Allister Coetzee e la Federazione sudafricana sono ai ferri corti

In una lettera indirizzata al CEO Jurie Roux, l’head coach ha reso nota l’intenzione della SARU di declassarlo

coetzee

ph. Sebastiano Pessina

Il TimesLIVE, uno dei siti informativi più visitati in Sudafrica, è entrato in possesso di una lettera firmata da Allister Coetzee rivolta all’amministratore delegato della Federazione sudafricana, Jurie Roux, in cui l’attuale head coach degli Springboks attacca pesantemente i dirigenti della South African Rugby Union.

Coetzee, allenatore della Nazionale dal 2016, ha accusato la Federazione di aver diffuso informazioni ai media riguardo al suo possibile esonero e alla conseguente nomina di Rassie Erasmus come capo allenatore, visto il ritorno di quest’ultimo in Sudafrica proprio per lavorare come Director of Rugby.

Nella lettera, inviata a Roux attraverso i legali di Coetzee, l’allenatore rende conto dell’incontro avvenuto con l’ad lo scorso 18 gennaio, in cui gli è stato riferito che il suo contratto sarebbe risolto a breve.
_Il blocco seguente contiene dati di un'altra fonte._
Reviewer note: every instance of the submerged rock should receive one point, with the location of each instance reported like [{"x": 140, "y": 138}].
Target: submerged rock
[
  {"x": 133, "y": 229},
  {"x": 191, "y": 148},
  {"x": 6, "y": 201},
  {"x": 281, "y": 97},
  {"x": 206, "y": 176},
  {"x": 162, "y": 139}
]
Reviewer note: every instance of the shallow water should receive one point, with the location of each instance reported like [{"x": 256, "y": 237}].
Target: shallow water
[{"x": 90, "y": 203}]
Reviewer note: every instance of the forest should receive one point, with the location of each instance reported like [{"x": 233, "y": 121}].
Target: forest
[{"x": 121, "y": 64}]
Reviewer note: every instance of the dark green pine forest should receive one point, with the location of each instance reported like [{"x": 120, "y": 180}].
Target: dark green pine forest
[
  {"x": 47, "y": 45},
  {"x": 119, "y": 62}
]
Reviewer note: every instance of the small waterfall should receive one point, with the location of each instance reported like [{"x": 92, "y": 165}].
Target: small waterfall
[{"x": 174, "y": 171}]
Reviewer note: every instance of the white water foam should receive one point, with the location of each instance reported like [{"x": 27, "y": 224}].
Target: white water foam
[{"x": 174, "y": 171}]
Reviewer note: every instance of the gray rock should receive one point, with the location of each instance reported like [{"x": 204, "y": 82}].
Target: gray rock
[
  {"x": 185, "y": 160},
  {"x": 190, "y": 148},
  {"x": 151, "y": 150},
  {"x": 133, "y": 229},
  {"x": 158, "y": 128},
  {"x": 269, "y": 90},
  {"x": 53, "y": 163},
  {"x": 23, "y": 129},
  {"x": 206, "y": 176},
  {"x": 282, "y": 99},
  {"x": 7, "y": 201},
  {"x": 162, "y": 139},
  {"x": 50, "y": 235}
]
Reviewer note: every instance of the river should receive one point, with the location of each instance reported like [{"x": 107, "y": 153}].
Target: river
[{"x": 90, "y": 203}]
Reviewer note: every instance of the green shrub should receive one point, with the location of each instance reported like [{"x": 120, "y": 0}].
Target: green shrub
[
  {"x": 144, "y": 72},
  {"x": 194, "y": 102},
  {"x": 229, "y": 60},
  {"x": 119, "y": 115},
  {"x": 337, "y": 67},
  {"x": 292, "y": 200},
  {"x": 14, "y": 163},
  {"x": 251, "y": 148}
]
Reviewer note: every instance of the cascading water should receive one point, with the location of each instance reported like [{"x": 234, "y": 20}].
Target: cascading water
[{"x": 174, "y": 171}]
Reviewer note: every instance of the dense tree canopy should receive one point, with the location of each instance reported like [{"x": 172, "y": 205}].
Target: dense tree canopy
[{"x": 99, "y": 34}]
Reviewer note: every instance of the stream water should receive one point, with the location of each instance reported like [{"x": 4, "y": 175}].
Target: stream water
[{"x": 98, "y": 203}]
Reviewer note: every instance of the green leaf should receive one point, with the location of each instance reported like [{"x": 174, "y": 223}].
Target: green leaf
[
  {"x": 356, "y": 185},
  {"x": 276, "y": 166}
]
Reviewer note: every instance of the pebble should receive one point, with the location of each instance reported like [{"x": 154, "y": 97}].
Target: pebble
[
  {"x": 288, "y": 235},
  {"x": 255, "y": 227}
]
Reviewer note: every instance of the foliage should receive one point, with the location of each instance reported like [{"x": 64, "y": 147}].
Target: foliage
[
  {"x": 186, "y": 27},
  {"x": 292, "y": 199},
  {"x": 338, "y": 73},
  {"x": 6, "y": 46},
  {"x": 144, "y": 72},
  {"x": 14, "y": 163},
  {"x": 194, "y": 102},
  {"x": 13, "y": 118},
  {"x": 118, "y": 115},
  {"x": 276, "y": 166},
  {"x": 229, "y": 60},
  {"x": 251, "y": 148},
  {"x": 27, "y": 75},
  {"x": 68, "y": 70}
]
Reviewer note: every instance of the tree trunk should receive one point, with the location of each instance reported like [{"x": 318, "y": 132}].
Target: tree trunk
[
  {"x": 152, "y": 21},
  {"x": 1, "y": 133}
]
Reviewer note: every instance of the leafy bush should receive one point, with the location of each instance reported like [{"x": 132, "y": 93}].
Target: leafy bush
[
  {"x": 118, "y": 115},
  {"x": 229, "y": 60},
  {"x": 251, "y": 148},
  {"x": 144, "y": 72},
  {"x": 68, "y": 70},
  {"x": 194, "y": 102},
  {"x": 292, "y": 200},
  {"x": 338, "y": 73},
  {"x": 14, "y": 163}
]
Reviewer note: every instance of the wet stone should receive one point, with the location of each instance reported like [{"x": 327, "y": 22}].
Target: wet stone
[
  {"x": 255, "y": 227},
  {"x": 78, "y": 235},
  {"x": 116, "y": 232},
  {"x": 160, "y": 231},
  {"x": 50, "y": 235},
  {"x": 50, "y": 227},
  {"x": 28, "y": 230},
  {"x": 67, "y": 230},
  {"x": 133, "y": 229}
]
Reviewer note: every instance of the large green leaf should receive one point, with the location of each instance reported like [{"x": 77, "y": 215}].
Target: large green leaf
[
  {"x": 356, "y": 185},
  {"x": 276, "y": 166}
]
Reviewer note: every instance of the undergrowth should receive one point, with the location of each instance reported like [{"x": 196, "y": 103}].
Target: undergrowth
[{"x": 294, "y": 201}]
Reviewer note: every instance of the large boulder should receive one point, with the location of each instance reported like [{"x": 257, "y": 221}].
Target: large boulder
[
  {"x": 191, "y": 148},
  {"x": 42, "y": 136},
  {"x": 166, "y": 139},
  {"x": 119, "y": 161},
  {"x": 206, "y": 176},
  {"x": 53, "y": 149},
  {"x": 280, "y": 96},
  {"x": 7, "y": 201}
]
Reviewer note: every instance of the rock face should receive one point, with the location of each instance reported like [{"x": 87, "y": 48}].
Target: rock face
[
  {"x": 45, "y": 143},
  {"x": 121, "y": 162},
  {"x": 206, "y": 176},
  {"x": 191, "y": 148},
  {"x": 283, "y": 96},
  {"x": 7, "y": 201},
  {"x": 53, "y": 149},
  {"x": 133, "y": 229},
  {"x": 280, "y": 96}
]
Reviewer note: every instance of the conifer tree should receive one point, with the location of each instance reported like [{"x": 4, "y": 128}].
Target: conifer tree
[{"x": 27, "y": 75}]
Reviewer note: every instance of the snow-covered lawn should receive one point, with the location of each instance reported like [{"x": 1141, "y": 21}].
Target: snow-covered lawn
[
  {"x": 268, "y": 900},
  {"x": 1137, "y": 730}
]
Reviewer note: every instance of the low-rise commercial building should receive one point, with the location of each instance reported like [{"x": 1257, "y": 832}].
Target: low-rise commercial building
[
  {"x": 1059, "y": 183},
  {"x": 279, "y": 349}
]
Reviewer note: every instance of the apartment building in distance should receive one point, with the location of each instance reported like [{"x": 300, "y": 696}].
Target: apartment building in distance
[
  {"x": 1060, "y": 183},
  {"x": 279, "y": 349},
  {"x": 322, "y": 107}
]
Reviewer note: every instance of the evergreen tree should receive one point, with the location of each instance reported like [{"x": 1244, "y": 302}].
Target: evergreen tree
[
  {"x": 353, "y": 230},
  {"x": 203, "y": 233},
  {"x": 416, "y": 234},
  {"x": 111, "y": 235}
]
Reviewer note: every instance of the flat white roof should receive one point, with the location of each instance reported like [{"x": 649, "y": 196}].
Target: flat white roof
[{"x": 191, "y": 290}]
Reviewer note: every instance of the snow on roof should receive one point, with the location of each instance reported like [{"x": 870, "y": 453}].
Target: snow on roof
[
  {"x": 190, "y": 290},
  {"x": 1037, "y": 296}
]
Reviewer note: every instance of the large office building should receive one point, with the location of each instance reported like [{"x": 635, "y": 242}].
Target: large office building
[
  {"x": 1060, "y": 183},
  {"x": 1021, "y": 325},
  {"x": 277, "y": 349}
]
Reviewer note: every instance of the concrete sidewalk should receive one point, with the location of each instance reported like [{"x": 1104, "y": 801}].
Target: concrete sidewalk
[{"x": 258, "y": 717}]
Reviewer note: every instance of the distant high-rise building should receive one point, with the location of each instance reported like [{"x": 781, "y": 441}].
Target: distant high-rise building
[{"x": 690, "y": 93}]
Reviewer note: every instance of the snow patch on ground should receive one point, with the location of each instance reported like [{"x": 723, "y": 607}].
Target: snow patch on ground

Le motivazioni della SARU risiedono soprattutto nel record negativo di 11 vittorie su 25 partite fatto segnare dalla gestione Coetzee, deficitaria dal punto di vista sia della costruzione di un’identità di squadra sia dei risultati. Secondo l’head coach, tuttavia, lo staff tecnico non avrebbe alcuna responsabilità sulle prestazioni negative del Sudafrica, che invece dovrebbero essere imputate alla mancanza di programmazione e raduni, ai 257 giocatori tesserati all’estero e a molti altri aspetti.

Il messaggio di Coetzee, inoltre, riporta alcuni dettagli del suo incontro avuto con Roux quasi dieci giorni fa. “Avremmo dovuto riesaminare le prestazioni, come previsto dal mio contratto di lavoro, ma invece la riunione è stata invece sfruttata per informarmi della decisione della SARU di rescindere il mio contratto con effetto immediato”- scrive il TimesLIVE, riportando la lettera. Rivolgendosi direttamente a Roux, Coetzee scrive: “Mi hai anche informato del fatto che la decisione sarebbe stata presa indipendentemente dai risultati della revisione delle prestazioni. E che, se io volessi rimanere un impiegato della Federazione, avrei dovuto accettare un ruolo da «ceremonial coach», poiché Erasmus è stato assunto per rimpiazzarmi e sta già assolvendo ai suoi doveri da allenatore degli Springboks”.

“Trovo anche profondamente riprovevole che, nonostante il fatto la mia massima buona fede nei confronti della SARU, quest’ultima non ha restituito il favore, cosa che dovrebbe essere obbligata a fare in ogni evento. La decisione di ridurmi a «ceremonial coach» […] non è solo una pratica lavorativa scorretta, ma vìola la mia dignità”.

“Non permetterò ad alcuni elementi della Federazione di distruggermi completamente e di rendermi un disoccupato, come già accaduto con Peter De Villiers. Non sono interessato ai soldi, lotterò per proteggere la mia reputazione duramente guadagnata, che all’interno della SARU si sta cercando di sporcare deliberatamente”.

La Federazione ha confermato al TimesLIVE l’autenticità della lettera, ma non ha rilasciato alcun commento in proposito. “La Federazione non commenta pubblicamente degli affari tra datore di lavoro e dipendenti, è una questione di principio” – ha dichiarato un portavoce federale alla testata.